Halverwege het gesprek in café Paulus houdt ze haar telefoon in de lucht en toont foto’s van een pikdonkere straat in Kiev, waar ze drie weken geleden vrienden bezocht. De stroom was uitgevallen. In de straat is geen mens te bekennen. Uitgestorven, terwijl het eerst een levendige plek in de stad was, zegt ze. “Net als hier”, en wijst uit het raam naar de Grote Gracht, waar een groep FASoS-studenten druk gebarend en lachend het faculteitsgebouw verlaat.
In datzelfde gebouw werkt Maria Vtorushina (29) sinds eind september als onderzoeker, ze heeft er een gastaanstelling tot april. Vtorushina is opgegroeid in Kiev, in het centrum. Net voordat de oorlog uitbrak, had ze voor haar moeder en grootouders een appartement gevonden in Bratislava, in Slowakije, waar ze nog steeds wonen. “Mijn moeder wil nu koste wat kost terug naar Kiev. Het is haar keuze.”
Sommige vrienden van Vtorushina hebben het niet overleefd, vooral mannen die naar het front trokken. “In de eerste maand van de oorlog heb ik vijf vrienden verloren.” Anderen zwierven door het land, van de ene stad naar de andere, om te werken en te ontkomen aan de rakettenregen.

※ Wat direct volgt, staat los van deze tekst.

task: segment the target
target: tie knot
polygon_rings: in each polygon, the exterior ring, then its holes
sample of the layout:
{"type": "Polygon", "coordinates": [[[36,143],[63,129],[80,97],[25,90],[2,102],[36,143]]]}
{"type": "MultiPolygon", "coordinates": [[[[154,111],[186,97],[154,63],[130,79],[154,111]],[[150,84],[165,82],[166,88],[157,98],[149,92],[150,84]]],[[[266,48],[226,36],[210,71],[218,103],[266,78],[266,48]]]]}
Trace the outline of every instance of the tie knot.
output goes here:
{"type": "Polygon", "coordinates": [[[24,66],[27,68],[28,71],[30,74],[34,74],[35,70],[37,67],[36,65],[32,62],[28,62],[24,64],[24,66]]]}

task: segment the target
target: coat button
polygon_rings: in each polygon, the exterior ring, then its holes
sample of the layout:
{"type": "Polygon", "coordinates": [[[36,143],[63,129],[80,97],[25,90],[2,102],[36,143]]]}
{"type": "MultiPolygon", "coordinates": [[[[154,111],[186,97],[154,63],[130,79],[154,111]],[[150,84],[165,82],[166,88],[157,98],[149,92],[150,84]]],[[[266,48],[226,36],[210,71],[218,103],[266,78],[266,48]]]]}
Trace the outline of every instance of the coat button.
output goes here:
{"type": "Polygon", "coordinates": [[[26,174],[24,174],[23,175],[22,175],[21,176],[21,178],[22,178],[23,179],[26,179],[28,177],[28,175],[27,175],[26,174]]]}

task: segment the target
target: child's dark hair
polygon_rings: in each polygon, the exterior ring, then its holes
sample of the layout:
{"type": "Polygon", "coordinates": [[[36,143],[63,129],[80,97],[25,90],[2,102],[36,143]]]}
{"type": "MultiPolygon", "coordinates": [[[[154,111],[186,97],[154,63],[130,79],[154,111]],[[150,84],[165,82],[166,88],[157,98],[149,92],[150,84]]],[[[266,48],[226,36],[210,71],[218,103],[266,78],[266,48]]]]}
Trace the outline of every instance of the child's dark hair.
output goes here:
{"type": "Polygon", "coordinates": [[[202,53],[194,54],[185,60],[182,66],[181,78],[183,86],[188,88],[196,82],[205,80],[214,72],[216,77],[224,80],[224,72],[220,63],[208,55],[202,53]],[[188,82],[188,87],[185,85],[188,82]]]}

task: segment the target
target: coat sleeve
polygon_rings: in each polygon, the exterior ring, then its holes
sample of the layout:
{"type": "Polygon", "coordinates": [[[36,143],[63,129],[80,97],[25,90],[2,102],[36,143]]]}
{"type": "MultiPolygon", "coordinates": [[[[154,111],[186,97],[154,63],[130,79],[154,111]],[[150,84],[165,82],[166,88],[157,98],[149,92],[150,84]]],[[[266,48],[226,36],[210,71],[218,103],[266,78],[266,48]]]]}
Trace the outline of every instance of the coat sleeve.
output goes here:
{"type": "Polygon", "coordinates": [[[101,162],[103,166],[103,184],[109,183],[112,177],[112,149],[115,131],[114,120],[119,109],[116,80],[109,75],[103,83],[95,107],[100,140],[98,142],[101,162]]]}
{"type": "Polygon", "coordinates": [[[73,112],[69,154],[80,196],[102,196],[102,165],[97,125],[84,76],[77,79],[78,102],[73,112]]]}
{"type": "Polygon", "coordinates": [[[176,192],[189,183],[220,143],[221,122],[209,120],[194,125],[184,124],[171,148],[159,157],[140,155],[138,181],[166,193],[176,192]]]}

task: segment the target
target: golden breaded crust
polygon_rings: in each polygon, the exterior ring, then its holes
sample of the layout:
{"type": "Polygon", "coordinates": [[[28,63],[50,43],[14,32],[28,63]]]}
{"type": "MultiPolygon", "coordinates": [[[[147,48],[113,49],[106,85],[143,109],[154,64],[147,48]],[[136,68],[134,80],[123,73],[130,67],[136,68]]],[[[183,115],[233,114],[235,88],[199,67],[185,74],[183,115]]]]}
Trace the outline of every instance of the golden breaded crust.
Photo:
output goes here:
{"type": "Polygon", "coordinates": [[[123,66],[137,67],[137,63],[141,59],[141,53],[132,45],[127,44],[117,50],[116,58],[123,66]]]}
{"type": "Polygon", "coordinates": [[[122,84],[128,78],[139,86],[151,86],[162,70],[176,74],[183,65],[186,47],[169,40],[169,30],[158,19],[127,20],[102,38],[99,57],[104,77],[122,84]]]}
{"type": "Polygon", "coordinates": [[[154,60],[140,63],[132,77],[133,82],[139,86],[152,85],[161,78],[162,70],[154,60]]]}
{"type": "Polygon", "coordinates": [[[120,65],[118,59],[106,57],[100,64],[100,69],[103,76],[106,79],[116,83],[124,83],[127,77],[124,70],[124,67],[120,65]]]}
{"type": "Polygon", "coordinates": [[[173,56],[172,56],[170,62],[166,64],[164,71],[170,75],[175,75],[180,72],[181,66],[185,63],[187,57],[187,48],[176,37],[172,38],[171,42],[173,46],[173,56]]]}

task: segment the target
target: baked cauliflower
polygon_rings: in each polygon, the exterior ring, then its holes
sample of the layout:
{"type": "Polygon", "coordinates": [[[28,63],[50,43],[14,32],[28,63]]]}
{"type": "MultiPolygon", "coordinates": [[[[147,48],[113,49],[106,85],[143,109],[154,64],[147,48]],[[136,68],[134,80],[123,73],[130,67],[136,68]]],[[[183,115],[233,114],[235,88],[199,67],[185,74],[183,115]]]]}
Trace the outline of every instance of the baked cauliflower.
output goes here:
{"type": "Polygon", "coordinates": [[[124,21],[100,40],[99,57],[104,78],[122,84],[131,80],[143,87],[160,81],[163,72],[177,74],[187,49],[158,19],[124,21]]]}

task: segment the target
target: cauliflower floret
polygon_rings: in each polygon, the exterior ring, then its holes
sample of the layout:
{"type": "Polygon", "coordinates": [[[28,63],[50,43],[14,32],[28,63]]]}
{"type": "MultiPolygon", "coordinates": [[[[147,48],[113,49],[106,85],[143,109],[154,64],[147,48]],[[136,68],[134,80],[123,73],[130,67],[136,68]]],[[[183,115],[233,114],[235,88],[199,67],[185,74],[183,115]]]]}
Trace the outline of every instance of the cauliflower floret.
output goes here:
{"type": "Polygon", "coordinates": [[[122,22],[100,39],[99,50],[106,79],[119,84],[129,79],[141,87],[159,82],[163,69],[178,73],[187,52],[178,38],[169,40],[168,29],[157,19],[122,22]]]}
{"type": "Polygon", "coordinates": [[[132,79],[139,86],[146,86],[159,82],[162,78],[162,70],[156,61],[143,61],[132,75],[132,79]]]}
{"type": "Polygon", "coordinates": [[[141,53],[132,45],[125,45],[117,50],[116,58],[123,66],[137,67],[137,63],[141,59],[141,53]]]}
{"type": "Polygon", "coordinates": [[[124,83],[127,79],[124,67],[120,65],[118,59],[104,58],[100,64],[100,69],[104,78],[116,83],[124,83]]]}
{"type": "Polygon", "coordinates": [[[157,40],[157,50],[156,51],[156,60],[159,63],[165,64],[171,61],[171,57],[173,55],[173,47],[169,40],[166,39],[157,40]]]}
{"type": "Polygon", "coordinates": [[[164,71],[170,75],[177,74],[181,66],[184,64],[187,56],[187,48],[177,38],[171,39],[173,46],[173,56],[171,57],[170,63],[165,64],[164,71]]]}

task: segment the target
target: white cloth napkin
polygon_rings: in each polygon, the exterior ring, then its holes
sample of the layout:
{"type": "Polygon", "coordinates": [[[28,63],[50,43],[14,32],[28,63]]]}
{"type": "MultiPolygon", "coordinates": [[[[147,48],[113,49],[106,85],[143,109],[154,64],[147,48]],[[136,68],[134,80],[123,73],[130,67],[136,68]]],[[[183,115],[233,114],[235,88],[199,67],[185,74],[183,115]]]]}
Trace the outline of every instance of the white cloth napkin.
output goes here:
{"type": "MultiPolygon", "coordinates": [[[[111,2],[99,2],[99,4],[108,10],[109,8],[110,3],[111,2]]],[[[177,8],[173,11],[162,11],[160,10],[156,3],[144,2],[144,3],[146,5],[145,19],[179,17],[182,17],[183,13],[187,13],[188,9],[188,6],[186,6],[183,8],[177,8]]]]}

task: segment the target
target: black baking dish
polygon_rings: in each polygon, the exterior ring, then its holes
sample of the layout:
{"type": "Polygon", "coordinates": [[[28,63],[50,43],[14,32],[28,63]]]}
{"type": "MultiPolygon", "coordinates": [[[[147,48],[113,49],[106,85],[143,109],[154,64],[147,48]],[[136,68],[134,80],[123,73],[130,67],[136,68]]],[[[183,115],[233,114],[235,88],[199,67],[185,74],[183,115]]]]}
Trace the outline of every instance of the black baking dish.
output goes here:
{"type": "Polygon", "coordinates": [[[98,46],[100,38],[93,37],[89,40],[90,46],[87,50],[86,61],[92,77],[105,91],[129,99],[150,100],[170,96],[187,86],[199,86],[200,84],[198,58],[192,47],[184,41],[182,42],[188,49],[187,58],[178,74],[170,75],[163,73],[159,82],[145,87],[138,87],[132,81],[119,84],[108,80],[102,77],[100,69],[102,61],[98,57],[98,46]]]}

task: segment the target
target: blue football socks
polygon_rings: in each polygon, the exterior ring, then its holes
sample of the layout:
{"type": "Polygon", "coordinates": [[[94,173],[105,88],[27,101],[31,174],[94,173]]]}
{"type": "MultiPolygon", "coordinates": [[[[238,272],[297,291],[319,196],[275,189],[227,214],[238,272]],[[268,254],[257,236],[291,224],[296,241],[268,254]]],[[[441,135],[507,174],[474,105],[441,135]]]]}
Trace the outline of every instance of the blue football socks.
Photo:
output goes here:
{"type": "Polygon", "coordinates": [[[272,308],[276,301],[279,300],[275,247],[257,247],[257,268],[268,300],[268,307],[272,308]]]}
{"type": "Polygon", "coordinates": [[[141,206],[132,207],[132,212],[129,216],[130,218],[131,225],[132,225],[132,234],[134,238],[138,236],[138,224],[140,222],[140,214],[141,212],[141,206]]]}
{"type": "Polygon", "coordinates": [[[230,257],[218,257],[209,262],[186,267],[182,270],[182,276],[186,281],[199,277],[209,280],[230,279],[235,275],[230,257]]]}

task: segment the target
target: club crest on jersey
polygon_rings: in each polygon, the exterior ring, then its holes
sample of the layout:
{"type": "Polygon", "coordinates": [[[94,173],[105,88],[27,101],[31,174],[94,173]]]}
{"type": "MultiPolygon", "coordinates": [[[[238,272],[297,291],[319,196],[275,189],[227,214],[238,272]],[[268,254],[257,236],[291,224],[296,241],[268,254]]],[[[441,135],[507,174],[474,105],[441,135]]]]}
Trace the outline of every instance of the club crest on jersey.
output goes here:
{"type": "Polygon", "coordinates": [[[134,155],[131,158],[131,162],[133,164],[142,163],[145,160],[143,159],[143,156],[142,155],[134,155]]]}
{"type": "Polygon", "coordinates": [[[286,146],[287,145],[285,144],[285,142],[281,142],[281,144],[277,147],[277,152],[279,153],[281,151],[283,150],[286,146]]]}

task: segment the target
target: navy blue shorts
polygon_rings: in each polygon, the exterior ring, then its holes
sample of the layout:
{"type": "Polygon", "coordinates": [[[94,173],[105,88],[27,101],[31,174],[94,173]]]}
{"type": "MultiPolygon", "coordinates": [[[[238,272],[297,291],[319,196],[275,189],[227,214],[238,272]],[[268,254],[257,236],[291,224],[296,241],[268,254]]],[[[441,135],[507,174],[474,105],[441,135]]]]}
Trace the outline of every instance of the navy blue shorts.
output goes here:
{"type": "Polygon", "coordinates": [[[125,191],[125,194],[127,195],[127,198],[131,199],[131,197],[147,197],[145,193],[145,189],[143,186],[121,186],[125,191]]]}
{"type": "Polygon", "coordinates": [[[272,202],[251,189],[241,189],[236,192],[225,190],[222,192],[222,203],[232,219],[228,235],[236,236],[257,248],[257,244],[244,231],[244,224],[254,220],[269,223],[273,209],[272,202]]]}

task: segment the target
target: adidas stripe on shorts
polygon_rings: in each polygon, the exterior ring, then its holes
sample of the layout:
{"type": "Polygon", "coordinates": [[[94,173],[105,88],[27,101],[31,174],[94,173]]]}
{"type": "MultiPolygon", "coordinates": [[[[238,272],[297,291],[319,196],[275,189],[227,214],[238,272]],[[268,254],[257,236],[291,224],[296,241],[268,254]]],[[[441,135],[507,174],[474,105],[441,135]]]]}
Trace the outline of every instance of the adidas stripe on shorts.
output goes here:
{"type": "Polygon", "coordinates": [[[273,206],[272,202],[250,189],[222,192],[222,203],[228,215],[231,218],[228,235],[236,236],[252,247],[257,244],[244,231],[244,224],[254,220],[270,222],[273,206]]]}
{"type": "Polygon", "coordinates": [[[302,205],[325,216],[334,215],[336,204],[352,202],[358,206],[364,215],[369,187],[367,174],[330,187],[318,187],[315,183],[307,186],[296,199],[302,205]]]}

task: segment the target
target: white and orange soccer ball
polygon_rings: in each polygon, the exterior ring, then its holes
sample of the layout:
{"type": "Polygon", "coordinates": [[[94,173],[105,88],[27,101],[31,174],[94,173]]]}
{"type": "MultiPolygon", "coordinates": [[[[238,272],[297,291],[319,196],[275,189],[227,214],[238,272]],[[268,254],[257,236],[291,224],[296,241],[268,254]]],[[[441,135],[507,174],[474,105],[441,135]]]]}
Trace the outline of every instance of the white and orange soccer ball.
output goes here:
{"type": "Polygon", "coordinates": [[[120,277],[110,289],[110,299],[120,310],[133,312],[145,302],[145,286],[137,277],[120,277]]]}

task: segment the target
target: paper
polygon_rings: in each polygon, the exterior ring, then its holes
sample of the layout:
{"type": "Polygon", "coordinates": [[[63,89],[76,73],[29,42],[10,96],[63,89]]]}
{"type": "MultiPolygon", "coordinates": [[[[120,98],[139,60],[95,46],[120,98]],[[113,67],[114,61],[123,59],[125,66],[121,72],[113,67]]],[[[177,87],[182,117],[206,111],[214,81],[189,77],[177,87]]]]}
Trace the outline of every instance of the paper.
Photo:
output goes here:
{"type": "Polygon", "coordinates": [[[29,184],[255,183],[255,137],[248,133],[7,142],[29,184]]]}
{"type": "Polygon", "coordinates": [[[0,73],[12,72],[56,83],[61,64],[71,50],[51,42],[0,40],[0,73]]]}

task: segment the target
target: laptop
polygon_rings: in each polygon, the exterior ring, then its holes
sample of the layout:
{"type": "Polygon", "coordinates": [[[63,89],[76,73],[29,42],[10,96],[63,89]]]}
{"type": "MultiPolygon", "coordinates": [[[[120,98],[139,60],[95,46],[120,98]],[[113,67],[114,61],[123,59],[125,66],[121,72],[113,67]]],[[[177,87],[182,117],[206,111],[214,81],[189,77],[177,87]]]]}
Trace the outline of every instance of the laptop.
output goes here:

Weer anderen zijn in Kiev gebleven en hebben met van alles en nog wat geholpen om het dagelijks leven in de stad draaiende te houden.
Amsterdam
Medio maart, nadat Rusland Oekraïne was binnengevallen, vluchtte Vtorushina naar het buitenland, naar een grensstadje in Slowakije. “Ik wilde eerst doorreizen naar Berlijn of Amsterdam, maar het leven in een grote stad kon ik toen niet aan. Ik leefde in een cocon, voelde niets. Verleden, heden en toekomst, mijn hele leven lag in puin. In een superrelaxte stad als Amsterdam zou ik me steeds afvragen waarom mensen zo onbekommerd verder konden leven terwijl mijn land met de grond gelijk werd gemaakt.”
Via de nonprofit-organisatie Artists at risk kwam ze in Tilburg terecht, waar ze een paar maanden woonde en werkte in museum De Pont. En toen ontdekte ze de vacature van FASoS. Ze solliciteerde en werd aangenomen.
Sodomie
Binnen de vakgroep letteren en kunst doet Vtorushina onderzoek naar Oekraïense kunst, waarmee de Sovjet-Unie aan de haal ging. Moskou beschouwde Gogol en Malevitsch als Russische kunstenaars maar het waren Oekraïners, zegt ze. “De kunst die niet strookte met de Sovjet-ideologie, werd de kop ingedrukt. Vanaf 1937 is dat op grote schaal gebeurd. Onder Stalin zijn veel Oekraïense schrijvers, dichters en schilders gemarteld en geëxecuteerd.”
Voor LHBTIQ+-kunstenaars was helemaal geen plek, en op hen zoomt Vtorushina in. Een beroemde casus is die van filmregisseur Sergei Paradjanov, die in 1964 doorbrak met de Vuurpaarden. “Hij ging de gevangenis in wegens sodomie en al zijn films werden verboden. Dit ondanks scherpe protesten van veel buitenlandse, vooral Franse intellectuelen zoals Louis Aragon.” Paradjanov kwam pas vrij in 1977 maar bleef persona non grata.
Vtorushina richt zich in het bijzonder op de vrouwelijke LHBTIQ+-kunstenaars. “Die zijn volledig onder de radar gebleven. Ik hoop dat ik genoeg informatie vind om vijf van hen te portretteren.”
Geen plannen
Nog even over haar bezoek aan Kiev, een paar weken terug: dat was een “emotioneel intense ervaring”, zegt ze. “Mensen steken elkaar een hart onder de riem, zijn opvallend tolerant tegenover elkaar, en ze vormen kleine, hechte gemeenschappen om in water, elektriciteit en internet te voorzien. Ik voelde me onderdeel van iets heel betekenisvols, ik voelde me belangrijk en ik merkte… dat verdrijft de angst.”
Wat de toekomst brengt? Ze schiet in de lach. Welke toekomst, vraagt ze. “Ik verblijf weliswaar in het buitenland maar ik maak emotioneel deel uit van het Oekraïense leven. En dat betekent dat je geen plannen kunt maken, dat je leeft bij de dag. Mijn familie en vrienden in Oekraïne zijn vandaag nog in leven, maar morgen kunnen ze dood zijn.”